A field body may be composed of any US-ASCII characters, except for the CRLF. However, a field body may contain a CRLF when used in header folding and unfolding. Folding is when, for convenience, a single line appears on multiple lines. Unfolding is the reverse of this. All field bodies must follow the syntax described in sections 3 and 4 of the RFC 2822 format standard.
The body of the message may include one or more sections. Each body section is separated by a boundary. The boundary parameter is a text string that begins with two hyphens (—).
Now lets see some of the common messaging formats used…
A plain text message is the most accepted form of messaging format. All e-mail message readers can display text messages in plain text format. However, plain text messages cannot display colors, different fonts, or emphasis such as bold or italic text.
Exchange 2000 uses RTF messaging for messages that are delivered between Microsoft Outlook users. RTF displays colors, fonts, and formatting. However, RTF is only readable by Outlook. Exchange 2003 RTF format is different from the RTF format that is used in a word processor program such as Microsoft Word.
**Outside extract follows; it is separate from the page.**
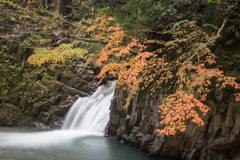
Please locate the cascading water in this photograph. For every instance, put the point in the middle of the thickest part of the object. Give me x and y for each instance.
(81, 137)
(87, 117)
(91, 113)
Note If a recipient receives a file attachment named Winmail.dat in their e-mail, that domain has an RTF incompatibility issue. To work around this issue, you must configure a rule that makes sure that messages that are sent to that domain do not use RTF format.
HTML mail is a recent implementation that makes it possible to display rich content in a message. When you use the HTML mail format, the message is sent as an HTML page, complete with tags to change the appearance of the text. The recipient's e-mail client program then formats and displays the HTML. The major issue with HTML text is that not all e-mail client programs support HTML text. If the HTML e-mail message is not displayed correctly, the message can become unreadable.
Exchange 2003 can send messages to external domains as both plain text and HTML. This format appears correctly on both types of client. However, the messages become two times as large and processing takes longer. You may be able to view both the plain text and the HTML in the replies to the message. This behavior frequently occurs in discussion groups where people have posted messages by using both plain text and HTML.
MIME and user-to-user encoding (uuencode) are two different methods of sending binary attachments with messages. Early e-mail client programs used uuencode as the default message format. However, most current e-mail client programs support MIME. You may have to communicate with a domain that continues to use uuencode. In this scenario, you can configure a rule to deliver messages to that domain using the uuencode format.
Although this format is not strictly an e-mail messaging format, some earlier versions of e-mail messaging clients require that a line break is placed after the seventy-sixth or seventy-seventh character. If you do not perform this procedure, those clients can only view the first 76 characters of each line. As a result, large portions of the message may not appear.